Hey everyone, just ordered my 30x30 long mill so now working on building my table and enclosure. My two big things are ventilation and noise reduction. My garage shop borders my master bedroom so if I want to be using this at any hour I need to soundproof the crap out of it but that also presents the heat buildup question.
My idea, (wondering if anyone else has had) is to first build 2 horseshoe enclosures. each box would be lined with sound absorbing foam tiles but there would be a 3-4in gap between the boxes to allow air to freely flow in and out. The horse shoe shape would be closed off at the top by the dust collector and that way its like there are two separate voids, one for air in and one for air out.
My thought process is when you add ports for ventilation you allow that noise to escape. Since the exterior ports for air in and out are on the top, but the interior ports are at the bottom, any noise that is coming out of the interior ports will first have to bounce off the sound foam multiple times in order to make it out of the port at the top, dampening the noise. Where as the air flow in that void will occur fairly easily to keep the unit from over heating.
I would then close off the front and the back with plexiglass doors (to allow tiling) etc. but the main structure would be the horse shoe shape. In my head it works but would love to know if anyone thinks im way off or the air flow wouldn’t really be that great etc.
here’s another look at the air flow / path the noise would have to travel. I would be using 4 cpu fans. two for in and two for out to get that air moving
I would also be using the foam acoustic tiles that are in the angles spikes shape. they would be positioned to not create air drag based on the direction of air flow (I know it would be minimal but hey why not factor it) but the spikes would be in the orientation for most acoustical “grab”
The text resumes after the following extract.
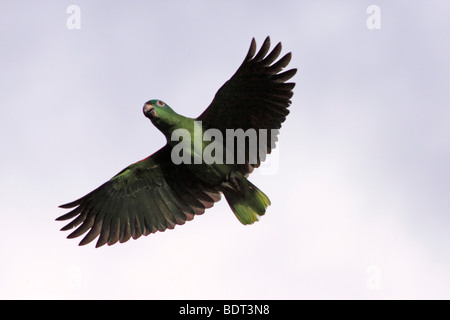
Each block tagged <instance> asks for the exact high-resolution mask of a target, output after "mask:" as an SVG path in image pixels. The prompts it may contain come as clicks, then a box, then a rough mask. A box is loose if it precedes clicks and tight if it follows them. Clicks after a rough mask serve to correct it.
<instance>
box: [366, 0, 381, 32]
mask: <svg viewBox="0 0 450 320" xmlns="http://www.w3.org/2000/svg"><path fill="white" fill-rule="evenodd" d="M366 12H367V14H369V16H368V17H367V20H366V25H367V29H369V30H379V29H381V9H380V7H379V6H377V5H375V4H372V5H370V6H368V7H367V10H366Z"/></svg>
One thing to keep in mind is that sound waves travel in straight lines, just as light does. Perhaps, therefore, you could offset the sound-deadening panels from each other and simply leave space between them for air circulation?
As well, your vacuum hose coming in from the top will act as a means of sound propagation upwards and to the ceiling, which is what you’re wanting to limit. A baffle placed above that may mitigate this.
Where is your vacuum cleaner situated in all this, as it, too will be a sound source?
Good luck with all of this and please keep us posted once you figure it all out.
Kingston, ON, Canada
Yes that was the thought in leaving the gap between the two boxes, the sound waves would have a hard time making it all the way through the foam filled void, around 3 90 degree turns out the fan ports on the top.
Very good point with the vac at the top. I have a roof pipe system for my dust extractor, I was actually thinking last night I should just only utilize a shop vac mounted underneath instead. I would still keep a divider at the top just to keep the two voids separate to encourage good airflow but might be bringing the hose up from underneath now
here are some much better mockups better describing my though process.
in addition I decided that underneath in the back I will house my shop vac with dust cyclone (instead of using my 4in ceiling dust collector coming in from the top) to keep the noise down but adequate ventilation I did a similar floor baffle where the air and sound has to snake their way before exiting the enclosure.